Custom Prefect Result

I use Prefect 2 to run image analysis workflows. An image analysis workflow often contains a series of image transformations which are applied to individual images in sequence. A very basic workflow would take image raw data, apply some filtering to reduce noise and then threshold the data to obtain a semantic segmentation (foreground vs background).

I can easily build this workflow with Prefect 2 and use caching to reduce computations when a flow is re-run. However, it gets more tricky if I want to access and inspect cached task-run results. Because Prefect 2 has currently no support for custom result types. One work-around is to take care of reading and writing image data within the task and only pass file paths between tasks. This works, but it does not feel very nice to add all this extra code to every task.

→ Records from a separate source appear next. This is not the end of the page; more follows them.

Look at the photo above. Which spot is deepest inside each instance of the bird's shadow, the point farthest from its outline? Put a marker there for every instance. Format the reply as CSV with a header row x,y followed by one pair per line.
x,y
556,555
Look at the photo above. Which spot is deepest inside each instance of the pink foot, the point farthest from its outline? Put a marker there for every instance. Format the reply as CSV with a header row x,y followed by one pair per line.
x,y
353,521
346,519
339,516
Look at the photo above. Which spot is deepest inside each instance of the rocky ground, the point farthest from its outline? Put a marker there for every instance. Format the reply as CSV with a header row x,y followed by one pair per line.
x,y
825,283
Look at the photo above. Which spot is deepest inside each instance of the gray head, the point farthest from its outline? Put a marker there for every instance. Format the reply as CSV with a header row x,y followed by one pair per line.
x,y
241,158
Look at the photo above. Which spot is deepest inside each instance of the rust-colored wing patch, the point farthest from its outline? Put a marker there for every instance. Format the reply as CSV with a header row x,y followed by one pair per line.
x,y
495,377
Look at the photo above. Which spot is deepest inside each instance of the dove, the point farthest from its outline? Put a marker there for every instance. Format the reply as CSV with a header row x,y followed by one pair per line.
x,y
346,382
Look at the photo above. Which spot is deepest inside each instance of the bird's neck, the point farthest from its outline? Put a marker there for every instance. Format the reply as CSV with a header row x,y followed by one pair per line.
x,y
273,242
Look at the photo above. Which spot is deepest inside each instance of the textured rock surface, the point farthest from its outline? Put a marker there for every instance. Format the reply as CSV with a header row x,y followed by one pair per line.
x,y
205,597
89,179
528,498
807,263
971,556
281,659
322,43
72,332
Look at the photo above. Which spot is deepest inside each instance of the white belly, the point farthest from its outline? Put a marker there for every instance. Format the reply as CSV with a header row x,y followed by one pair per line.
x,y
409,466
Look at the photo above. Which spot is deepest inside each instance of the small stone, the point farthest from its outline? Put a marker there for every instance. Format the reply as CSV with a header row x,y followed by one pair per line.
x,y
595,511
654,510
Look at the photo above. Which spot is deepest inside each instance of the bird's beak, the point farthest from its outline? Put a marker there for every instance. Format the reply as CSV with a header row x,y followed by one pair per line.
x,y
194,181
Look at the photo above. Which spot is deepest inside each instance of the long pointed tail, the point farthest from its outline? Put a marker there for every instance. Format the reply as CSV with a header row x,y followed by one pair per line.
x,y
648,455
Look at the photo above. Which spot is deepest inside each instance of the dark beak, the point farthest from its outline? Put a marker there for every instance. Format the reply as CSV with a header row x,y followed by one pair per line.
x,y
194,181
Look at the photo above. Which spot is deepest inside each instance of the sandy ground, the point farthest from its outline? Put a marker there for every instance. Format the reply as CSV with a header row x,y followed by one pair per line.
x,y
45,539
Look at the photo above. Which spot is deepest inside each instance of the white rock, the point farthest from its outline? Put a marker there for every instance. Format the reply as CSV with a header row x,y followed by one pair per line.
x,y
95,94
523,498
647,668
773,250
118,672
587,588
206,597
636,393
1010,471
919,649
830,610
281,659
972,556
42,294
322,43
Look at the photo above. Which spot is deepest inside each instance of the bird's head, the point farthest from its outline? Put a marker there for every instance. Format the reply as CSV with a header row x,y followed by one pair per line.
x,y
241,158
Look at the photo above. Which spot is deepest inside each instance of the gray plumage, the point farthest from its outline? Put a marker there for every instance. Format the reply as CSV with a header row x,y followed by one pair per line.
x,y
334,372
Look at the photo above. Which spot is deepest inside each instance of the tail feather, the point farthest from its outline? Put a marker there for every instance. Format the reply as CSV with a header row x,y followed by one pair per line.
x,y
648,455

I think I found a better solution which uses Prefect’s JSONSerializer with custom implementations for the object_encoder and object_decoder and would like to get feedback and inspiration from the community. The code can be found in fmi-faim/custom-prefect-result.

Custom Prefect Result (cpr) introduces custom result targets which have

  • a location: storage location
  • a name: file name
  • an ext: file extension
  • a data: actual result data
    and
  • a data_hash: hash result of data

field. When the data is set for such a target via set_data the data_hash is computed and when such a target is returned by a task and the customized JSONSerializer encounters it, only the location, name, ext and data_hash will be serialized to JSON and the actual data is written to the storage location. On decoding the custom result target is restored and the data can be accessed via get_data, which will load the actual data from the storage location and compute the hash of the loaded data and compare it against the stored data_hash.

Importantly, when the data is stored the data_hash is appended to the file name, which ensures that existing results are not overwritten by task runs with different parameters.

Usage

Installation: pip install git+https://github.com/fmi-faim/custom-prefect-result@main

To use CPR the task results must be of type cpr.Target.Target, the cache_key_fn must use the customized JSONSerializer and the result_serializer must be set to the customized JSONSerializer.

So far, I have only two custom result types:

  • ImageTarget wraps a numpy array and saves the numpy array to a compressed tif-file.
  • CSVTarget wraps a pandas DataFrame and saves it to a csv-file.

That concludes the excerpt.